Compounding habit #4: Exercise — it’s not about intensity, its about frequency

The impact of movement — even leisurely movement — can be profound for your health. What you do with your body has a direct impact on your brain.

When you sit for long stretches, good cholesterol drops, and your body becomes inflamed, which increases the risk of a heart attack. Moving your muscles helps your body digest the fats and sugars better. If you want your brain to deliver better results every day, start a new exercise or movement habit you can sustain.

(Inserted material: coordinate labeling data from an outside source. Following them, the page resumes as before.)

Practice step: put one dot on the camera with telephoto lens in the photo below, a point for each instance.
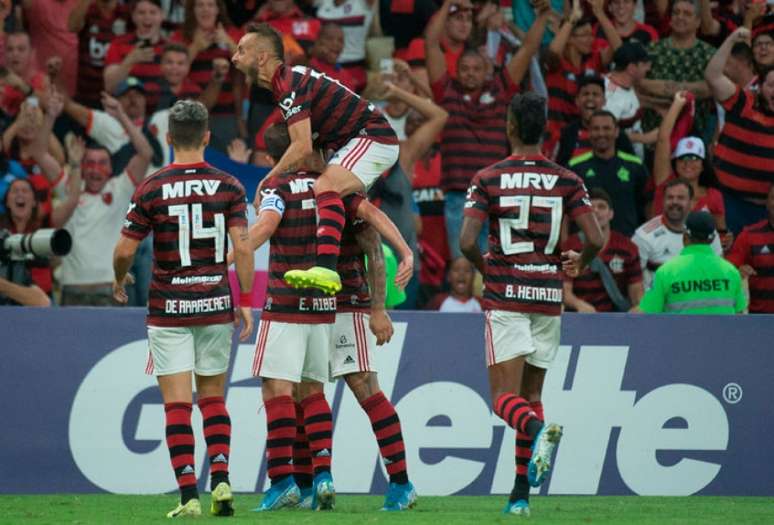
(43, 244)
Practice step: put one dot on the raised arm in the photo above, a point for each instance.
(519, 64)
(379, 322)
(245, 268)
(434, 57)
(387, 229)
(414, 147)
(77, 17)
(722, 87)
(662, 165)
(138, 164)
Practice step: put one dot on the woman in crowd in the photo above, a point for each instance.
(689, 161)
(209, 34)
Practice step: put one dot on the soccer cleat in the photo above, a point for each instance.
(542, 449)
(305, 501)
(192, 508)
(315, 277)
(400, 497)
(222, 500)
(323, 493)
(280, 495)
(519, 507)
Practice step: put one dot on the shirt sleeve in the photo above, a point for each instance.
(294, 102)
(138, 218)
(237, 212)
(477, 200)
(653, 300)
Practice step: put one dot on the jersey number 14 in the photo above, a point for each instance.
(186, 219)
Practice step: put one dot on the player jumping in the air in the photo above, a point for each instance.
(524, 197)
(319, 110)
(294, 332)
(190, 207)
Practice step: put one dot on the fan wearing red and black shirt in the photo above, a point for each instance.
(474, 135)
(138, 54)
(191, 207)
(319, 110)
(753, 254)
(588, 292)
(524, 198)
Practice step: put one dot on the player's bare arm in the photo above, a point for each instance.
(573, 262)
(387, 229)
(245, 268)
(379, 322)
(123, 256)
(471, 227)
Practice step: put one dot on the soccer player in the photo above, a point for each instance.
(294, 323)
(319, 110)
(189, 207)
(525, 197)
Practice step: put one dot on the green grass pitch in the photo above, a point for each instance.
(83, 509)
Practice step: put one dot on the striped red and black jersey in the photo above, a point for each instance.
(755, 247)
(148, 73)
(201, 71)
(337, 114)
(474, 136)
(562, 85)
(98, 30)
(189, 209)
(524, 198)
(355, 295)
(745, 150)
(621, 256)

“We have about 30 years of solid research that demonstrates — there’s no debate — that aerobic exercise is good for brain function,” says Karen Postal, Ph.D., ABPP-CN, clinical instructor of neuropsychology at Harvard Medical School. “The key is getting your heart rate up, which triggers a few different things that have been proven to help your brain work better.”

A 5-minute walk beats 30 minutes exercise at the gym if you can’t sustain your daily or weekly commute to the gym. The trick to make a new exercise habit stick is to make it insanely easy to start.

Exercise doesn’t have to be anything big but it has to be consistent. You can squeeze in daily choices like taking the stairs, parking farther away, going for a quick walk, etc. to keep your body active. Start small and develop the habit into your daily schedule and then ramp it up when you can.

Physical activity establishes better blood flow to your brain. And it also triggers a surge of proteins that can help stimulate the growth of neural connections in the brain.

People struggle to develop and maintain new exercise habits because they make their efforts unsustainable. They work out like crazy for a few days (usually at the beginning of the year), and never go back to the gym. Don’t make that mistake. When it comes to developing and maintaining a new habit, frequency matters more than intensity.